4-latek sam wybrał się do sklepu. Sprawą zajmie się sąd

Mieszkanka Bielska Podlaskiego zauważyła spacerującego samotnie malucha. Jak się okazało to nie pierwszy raz, kiedy malec sam błąkał się po mieście.

foto. Bia24

foto. Bia24

W wtorek dyżurny policji w Bielsku Podlaskim otrzymał informację o małym dziecku idącym jedną z głównych ulic miasta. Mundurowi szybko odnaleźli jego matkę. Okazało się, że zostawiła ona syna pod opieką babci i chłopiec samowolnie oddalił się od opiekunki. Celem jego podróży był jeden z miejskich marketów.

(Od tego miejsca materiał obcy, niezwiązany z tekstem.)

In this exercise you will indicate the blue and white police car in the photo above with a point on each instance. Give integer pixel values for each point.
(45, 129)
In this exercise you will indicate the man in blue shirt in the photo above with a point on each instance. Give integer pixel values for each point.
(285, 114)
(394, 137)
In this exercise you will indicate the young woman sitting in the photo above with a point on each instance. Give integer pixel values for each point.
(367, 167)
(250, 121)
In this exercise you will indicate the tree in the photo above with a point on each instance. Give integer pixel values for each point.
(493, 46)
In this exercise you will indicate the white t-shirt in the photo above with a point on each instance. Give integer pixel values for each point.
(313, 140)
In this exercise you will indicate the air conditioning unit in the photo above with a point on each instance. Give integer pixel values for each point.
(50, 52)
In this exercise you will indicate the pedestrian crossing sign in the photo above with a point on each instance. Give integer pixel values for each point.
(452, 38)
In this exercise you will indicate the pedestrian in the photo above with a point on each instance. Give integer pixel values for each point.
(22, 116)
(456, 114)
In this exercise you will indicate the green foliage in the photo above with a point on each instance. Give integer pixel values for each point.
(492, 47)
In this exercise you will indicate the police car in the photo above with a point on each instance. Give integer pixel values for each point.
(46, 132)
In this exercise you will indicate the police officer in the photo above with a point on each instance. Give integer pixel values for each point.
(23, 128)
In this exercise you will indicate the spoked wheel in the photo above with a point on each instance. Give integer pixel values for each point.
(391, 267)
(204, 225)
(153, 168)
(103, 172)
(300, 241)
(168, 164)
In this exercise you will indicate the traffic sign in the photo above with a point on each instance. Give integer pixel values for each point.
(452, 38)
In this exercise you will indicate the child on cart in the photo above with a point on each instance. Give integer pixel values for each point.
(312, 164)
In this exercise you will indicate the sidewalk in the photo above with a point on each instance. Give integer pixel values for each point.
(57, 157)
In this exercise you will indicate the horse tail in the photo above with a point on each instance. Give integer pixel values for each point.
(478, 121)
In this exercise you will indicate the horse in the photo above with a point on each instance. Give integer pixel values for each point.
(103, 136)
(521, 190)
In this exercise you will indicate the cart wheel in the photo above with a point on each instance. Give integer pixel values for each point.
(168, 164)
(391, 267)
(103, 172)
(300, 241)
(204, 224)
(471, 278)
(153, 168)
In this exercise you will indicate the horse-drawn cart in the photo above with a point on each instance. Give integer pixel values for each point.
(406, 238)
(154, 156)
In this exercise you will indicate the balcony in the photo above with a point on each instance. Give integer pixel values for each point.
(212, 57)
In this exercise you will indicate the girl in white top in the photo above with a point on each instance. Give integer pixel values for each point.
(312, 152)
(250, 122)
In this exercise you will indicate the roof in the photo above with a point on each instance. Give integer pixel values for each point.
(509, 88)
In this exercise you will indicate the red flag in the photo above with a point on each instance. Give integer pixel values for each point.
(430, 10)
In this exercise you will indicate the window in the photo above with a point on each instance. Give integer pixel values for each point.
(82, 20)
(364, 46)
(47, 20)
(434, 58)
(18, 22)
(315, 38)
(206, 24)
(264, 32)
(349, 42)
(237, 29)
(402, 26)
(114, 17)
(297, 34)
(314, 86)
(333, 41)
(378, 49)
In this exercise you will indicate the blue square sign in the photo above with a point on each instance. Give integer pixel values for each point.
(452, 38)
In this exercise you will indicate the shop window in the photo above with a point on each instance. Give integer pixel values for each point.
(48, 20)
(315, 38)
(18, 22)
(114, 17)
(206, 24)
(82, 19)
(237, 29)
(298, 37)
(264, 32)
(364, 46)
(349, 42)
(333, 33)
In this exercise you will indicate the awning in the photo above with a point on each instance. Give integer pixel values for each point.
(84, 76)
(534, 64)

Jak ustalili policjanci, nie była to pierwsza samotna wyprawa 4-latka. Wcześniej już dwukrotnie mundurowi interweniowali, ponieważ chłopiec samowolnie wychodził z domu wykorzystując nieuwagę opiekunów. Każdorazowo policja była alarmowana przez przypadkowych przechodniów, którzy interesowali się sytuacją malca samotnie błąkającego się po ulicach. Dzięki wzorowej postawie mieszkańców miasta i intensywnym działaniom policji dziecko całe i zdrowe wracało do rodziców. Teraz na wniosek policjantów, sytuacją opiekuńczą 4-latka zajmie się sąd.

Policja apeluje o prawidłową opiekę nad dziećmi:

Dziecko pozostające bez opieki osoby dorosłej narażone jest na szereg niebezpieczeństw. Na dorosłych spoczywa obowiązek chronienia dzieci, przewidywania oraz zapobiegania sytuacjom niebezpiecznym.

- Postarajmy się odpowiednio przygotować dziecko do tego, aby potrafiło należycie zadbać o własne bezpieczeństwo i przewidywać sytuacje mogące stwarzać zagrożenie.

- Wyraźnie określmy, gdzie dziecko może przebywać podczas zabawy na podwórku, wskazując miejsca niebezpieczne. Sprawdzajmy, czy przebywa we wskazanym miejscu.

- Zadbajmy o to, aby dziecko wiedziało, jak powinno się zachowywać w kontakcie z osobami obcymi oraz nauczyło się właściwych postaw i odpowiedniego zachowania w kontakcie z agresywnymi psami.

- Utrzymujmy z nim kontakt, obserwujmy jego zachowanie. Interesujmy się z kim przebywa oraz jak spędza czas wolny, aby w porę dostrzec niepokojące sygnały.